Central Institute of Aircraft Engine Construction

The following article is from The Great Soviet Encyclopedia (1979). It might be outdated or ideologically biased.

Central Institute of Aircraft Engine Construction


(full name, P. I. Baranov Central Institute of Aircraft Engine Construction), founded in 1930 in Moscow by a resolution of the Revolutionary Military Council of the USSR on the basis of the reciprocating-engine department of the Central Aerodynamic and Hydrodynamic Institute, the aircraft-engine department of the Automobile and Engine Scientific Research Institute, and the design office of the M. V. Frunze Aviation Plant.

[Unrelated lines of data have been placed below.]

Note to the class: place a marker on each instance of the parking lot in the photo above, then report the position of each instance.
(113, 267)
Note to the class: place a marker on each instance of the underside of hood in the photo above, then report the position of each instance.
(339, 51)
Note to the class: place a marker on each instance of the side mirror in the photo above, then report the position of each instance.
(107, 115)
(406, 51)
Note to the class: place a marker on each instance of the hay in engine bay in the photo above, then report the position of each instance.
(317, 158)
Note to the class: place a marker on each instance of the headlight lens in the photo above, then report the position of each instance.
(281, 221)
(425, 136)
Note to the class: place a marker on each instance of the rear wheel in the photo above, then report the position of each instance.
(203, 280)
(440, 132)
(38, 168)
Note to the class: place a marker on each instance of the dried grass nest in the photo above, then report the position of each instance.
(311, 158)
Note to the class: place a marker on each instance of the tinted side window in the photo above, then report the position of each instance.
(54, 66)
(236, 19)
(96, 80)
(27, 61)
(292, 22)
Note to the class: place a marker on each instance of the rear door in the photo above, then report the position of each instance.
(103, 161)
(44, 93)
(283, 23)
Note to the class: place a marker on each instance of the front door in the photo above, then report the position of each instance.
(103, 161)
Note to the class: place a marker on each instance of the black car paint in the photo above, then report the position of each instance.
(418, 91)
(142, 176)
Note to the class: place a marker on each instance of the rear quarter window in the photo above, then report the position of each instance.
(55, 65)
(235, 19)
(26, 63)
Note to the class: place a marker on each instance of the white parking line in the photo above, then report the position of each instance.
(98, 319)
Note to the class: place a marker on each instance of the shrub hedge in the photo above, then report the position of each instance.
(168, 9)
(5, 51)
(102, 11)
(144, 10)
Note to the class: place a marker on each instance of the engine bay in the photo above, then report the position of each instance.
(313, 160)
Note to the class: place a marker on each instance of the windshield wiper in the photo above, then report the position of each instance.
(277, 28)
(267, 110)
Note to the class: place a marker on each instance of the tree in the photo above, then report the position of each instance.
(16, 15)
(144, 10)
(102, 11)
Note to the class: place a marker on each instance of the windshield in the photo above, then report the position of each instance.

Prior to the Great Patriotic War of 1941–45, the Central Institute of Aircraft Engine Construction developed reciprocating aircraft engines that burned light or heavy fuel. Since 1945, the institute has dealt with research and development in gas dynamics, thermal physics, and the strength of materials, as applied to jet aircraft engines, as well as with problems of, for example, increasing the reliability and service life of aircraft engines, suppressing engine noise, and protecting the environment against aircraft exhaust emissions.

The institute has a computing center as well as production and experimental facilities for laboratory research and tests of aircraft engines at various altitudes and speeds. It publishes Trudy (Transactions) and symposia. The institute was awarded the Order of Lenin in 1945.